Alongside the 'Teutonic fuel sipper' Mike shared from this year's Detroit Auto Show, University of Michigan design student Cameron Van Dyke presented an alternative view.
One of Van Dyke's cars, the Cyclone, is a luxury liner for up to four passengers harking back to the Model T, which seems like an appropriate reference as we are at the dawn of alternative transportation. Perfect for a leisurely Sunday pursuit, the boxy vehicle probably moves at about the speed of a fast stroll. Not so practical as a marketable design, but a great in-your-face practical joke on the auto industry's cheap-gasoline-fueled frenzy, in which 'retro' means urban commuting in a pickup truck.

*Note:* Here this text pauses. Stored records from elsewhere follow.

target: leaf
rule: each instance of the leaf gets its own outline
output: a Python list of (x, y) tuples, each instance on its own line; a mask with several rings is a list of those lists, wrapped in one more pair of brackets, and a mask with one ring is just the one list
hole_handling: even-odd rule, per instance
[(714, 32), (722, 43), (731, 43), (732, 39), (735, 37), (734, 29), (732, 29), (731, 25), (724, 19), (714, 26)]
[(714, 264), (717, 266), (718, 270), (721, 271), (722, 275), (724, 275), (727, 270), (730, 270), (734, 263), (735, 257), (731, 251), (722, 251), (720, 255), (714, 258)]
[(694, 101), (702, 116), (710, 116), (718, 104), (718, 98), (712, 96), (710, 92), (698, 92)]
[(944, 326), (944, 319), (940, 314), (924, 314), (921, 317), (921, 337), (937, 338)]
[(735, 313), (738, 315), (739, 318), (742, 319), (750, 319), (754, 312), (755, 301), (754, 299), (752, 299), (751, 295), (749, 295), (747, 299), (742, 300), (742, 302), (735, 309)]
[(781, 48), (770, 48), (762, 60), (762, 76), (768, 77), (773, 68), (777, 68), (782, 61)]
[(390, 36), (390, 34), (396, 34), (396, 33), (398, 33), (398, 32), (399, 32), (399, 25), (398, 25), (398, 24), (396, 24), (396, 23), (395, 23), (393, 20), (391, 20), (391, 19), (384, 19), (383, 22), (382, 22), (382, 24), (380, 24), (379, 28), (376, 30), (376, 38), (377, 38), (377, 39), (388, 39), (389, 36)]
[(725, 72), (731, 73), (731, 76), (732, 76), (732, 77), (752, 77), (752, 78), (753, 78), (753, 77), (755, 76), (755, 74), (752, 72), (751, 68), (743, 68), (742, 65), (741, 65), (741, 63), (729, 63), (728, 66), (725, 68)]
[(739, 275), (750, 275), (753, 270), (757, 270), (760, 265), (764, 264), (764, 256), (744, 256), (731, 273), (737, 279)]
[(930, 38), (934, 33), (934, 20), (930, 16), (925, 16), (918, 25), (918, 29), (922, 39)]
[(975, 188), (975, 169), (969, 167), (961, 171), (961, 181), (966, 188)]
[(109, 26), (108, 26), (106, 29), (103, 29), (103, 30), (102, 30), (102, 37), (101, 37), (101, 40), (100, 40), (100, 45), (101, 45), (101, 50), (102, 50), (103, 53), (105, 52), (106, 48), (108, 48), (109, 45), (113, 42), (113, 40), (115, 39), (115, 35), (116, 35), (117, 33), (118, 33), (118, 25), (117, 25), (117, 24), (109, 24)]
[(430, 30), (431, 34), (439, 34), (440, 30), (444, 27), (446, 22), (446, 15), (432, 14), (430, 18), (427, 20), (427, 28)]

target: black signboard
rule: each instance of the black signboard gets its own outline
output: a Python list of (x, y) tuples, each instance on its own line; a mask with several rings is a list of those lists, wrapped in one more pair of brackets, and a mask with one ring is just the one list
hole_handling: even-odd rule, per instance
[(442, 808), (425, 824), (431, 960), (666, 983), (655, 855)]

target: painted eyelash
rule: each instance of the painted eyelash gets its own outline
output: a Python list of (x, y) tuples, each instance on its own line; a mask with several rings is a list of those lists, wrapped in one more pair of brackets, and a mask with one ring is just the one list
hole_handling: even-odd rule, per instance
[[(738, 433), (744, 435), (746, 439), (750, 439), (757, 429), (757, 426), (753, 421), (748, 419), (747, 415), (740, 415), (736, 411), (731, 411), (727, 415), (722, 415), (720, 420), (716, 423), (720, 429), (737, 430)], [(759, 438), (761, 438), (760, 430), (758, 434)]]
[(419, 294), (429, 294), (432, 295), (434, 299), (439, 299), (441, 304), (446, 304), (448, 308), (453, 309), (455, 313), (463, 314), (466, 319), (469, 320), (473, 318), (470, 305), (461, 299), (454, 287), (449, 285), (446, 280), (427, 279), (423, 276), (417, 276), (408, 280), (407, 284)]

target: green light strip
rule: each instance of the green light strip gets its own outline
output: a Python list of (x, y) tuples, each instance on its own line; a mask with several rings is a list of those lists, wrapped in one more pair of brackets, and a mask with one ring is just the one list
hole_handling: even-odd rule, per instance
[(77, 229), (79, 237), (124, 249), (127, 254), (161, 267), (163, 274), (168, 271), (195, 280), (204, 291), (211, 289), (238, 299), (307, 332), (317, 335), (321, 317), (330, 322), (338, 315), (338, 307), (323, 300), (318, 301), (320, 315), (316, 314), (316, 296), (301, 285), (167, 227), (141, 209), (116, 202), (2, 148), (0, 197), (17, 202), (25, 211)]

Van Dyke's Zeppelin model looks more like what most enthusiasts want in a cross between a bike and a car. It can accommodate up to two passengers and cargo, keeps all of that out of the weather, and can maintain 25 mph with a 750-watt electric assist motor, critical for when the route veers from the bicycle path onto the roads.
It reminds us of the super efficient human-powered Twike, which has earned the right to join other members of the Teutonic engineering club on the famous German autobahn by maintaining highway speeds of 55 mph -- at a cost that rivals an electric car though.
If Van Dyke can commercialize his concept car at a price point somewhere above that of a fancy tandem and well below what a plug-in car costs, we think there is a significant hungry market in the niche he targets.